Any of us with friends or family who have gone through end of life care will know exactly how the hospice movement plays such an important part in ensuring that death is dignified and dealt with properly, and that the wider family considerations are at the heart of the way in which hospices support people in that position. This is about not just the bricks and mortar of those hospices, but their work in the community; what they do in people’s homes; how they offer domiciliary support; and how with a good plan, agreed between the various agencies of our local health services, death can be dignified and an experience that is entirely fitting, bearing in mind the obvious sensitivities that exist around this issue. We do not talk enough about death in modern society. We rightly talk a lot about sexuality and sex, but we seem to talk more about that than we do about death. The Victorians did it exactly the other way round, being obsessed with death and never talking about sex. We need to get the balance right and talk frankly about death.
As my hon. Friend the Member for Darlington said, this evening is not a time to debate assisted dying—assisted suicide, as I would call it—but it is a time to talk not just about the invaluable contribution of hospices, but the future of our hospice movement and how we strike a balance between the need to maintain their independence, flexibility and character, which reflects the local community they serve, and the support that it is incumbent on the NHS and central Government to provide, especially in respect of commissioned clinical services. That is where the interplay comes between the independent voluntary sector and those vital statutory services—the clinical ones—that government has a duty to provide and the NHS has a duty to support.

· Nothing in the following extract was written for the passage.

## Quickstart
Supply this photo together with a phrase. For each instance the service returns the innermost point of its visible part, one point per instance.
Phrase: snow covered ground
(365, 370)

I am particularly lucky as the local hospice that serves Swindon and the north and east of Wiltshire is situated almost next door to where I live in my constituency, in Wroughton. Prospect Hospice was founded in 1980, and has grown and thrived due to the generosity and good will of our local community. Some 30% of its income comes from fundraising appeals and activities. Another 31% comes from profit made by its charity shops, which exist throughout the length and breadth of our area. We have many in Swindon; in fact, a new one opened in one of our shopping centres only a few months ago that is already doing very well and serving its local community admirably. Some 11% of the income comes from legacy gifts. I am glad legacy gifts were mentioned by my hon. Friend the Member for Darlington (Peter Gibson), because they are vital. Together with other investment income, the amount raised in those ways comes to about 75%, with about 25% coming from the statutory services provided by ICBs.

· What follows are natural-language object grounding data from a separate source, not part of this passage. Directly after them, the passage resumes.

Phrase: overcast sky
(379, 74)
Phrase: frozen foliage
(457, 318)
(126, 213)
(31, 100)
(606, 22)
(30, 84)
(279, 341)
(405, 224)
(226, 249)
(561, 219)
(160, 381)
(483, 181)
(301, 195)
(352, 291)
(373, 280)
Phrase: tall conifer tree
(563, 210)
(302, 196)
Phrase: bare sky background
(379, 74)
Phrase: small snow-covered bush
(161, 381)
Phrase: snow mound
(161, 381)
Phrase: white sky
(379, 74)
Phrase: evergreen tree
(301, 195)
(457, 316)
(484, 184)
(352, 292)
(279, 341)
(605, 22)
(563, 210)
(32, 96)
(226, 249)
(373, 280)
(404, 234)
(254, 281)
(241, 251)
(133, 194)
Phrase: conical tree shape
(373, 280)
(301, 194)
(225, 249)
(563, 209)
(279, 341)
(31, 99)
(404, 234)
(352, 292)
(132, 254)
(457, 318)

We have all talked about the pressure of inflation, which is a reality for Prospect Hospice as well. Costs have increased significantly and the sad challenge we have faced in our hospice is that we have had to halve the number of beds, from 12 to six, and close the day therapy unit. That unit was invaluable. We very much miss the volunteers who worked in it and the support it gave people at end of life. In common with other hospices, covid wreaked havoc on the fundraising ability of Prospect Hospice; last year, it was left with a shortfall of just over £1 million. With the best will in the world, it is getting very difficult to make up that shortfall. This debate is important not just for Prospect Hospice, but for Julia’s House, the children’s hospice serving Wiltshire and Dorset, based in Devizes, which I visit very often. I know the benefits for children who were my constituents.

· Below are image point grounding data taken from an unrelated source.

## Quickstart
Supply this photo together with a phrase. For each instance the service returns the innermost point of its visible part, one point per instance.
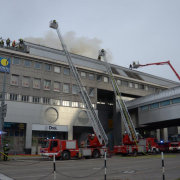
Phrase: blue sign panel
(5, 64)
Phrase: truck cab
(174, 143)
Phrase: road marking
(3, 177)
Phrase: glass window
(125, 83)
(25, 98)
(37, 65)
(91, 76)
(47, 67)
(16, 61)
(66, 71)
(74, 89)
(13, 97)
(74, 104)
(27, 63)
(165, 103)
(155, 105)
(99, 78)
(83, 74)
(57, 86)
(26, 81)
(57, 69)
(177, 100)
(106, 79)
(36, 83)
(136, 86)
(141, 86)
(47, 85)
(130, 84)
(36, 99)
(65, 103)
(15, 80)
(119, 82)
(66, 88)
(91, 92)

In this debate, we are talking not just about fundraising efforts, but about the involvement of volunteers in the service. Such involvement brings huge fulfilment and allows many thousands of people to make a difference by offering their time and talent. None of us wants to lose that, but a sense of reality is needed on the funding of commissioned services. There is no doubt that the Government have moved in the right direction—we have moved leagues in the last 10 or so years. The support that the Government gave to the hospice movement during covid was admirable. The introduction of the statutory duty, which we saw for the first time in the Health and Care Act 2022, was a signal moment when the hospice movement came of age, and end of life and palliative care was recognised, quite rightly, as an integral part of the way in which we provide and commission healthcare in this country.
My local ICB has set up an end of life alliance, which is good. However, more work needs to be done to ensure that the coming together of services around patients—clients—results in an avoidance of duplication, rather than the other way around. We need an acknowledgment that without hospices, such as Prospect Hospice, we will fail thousands of people who have come to rely upon this invaluable service.
There is much more that I could say. I pray in aid the excellent submissions and remarks made by right hon. and hon. Friends and Members. We are making a unified clarion call that we want to see our hospice movement thrive. That cannot happen without the input of Government and local health services.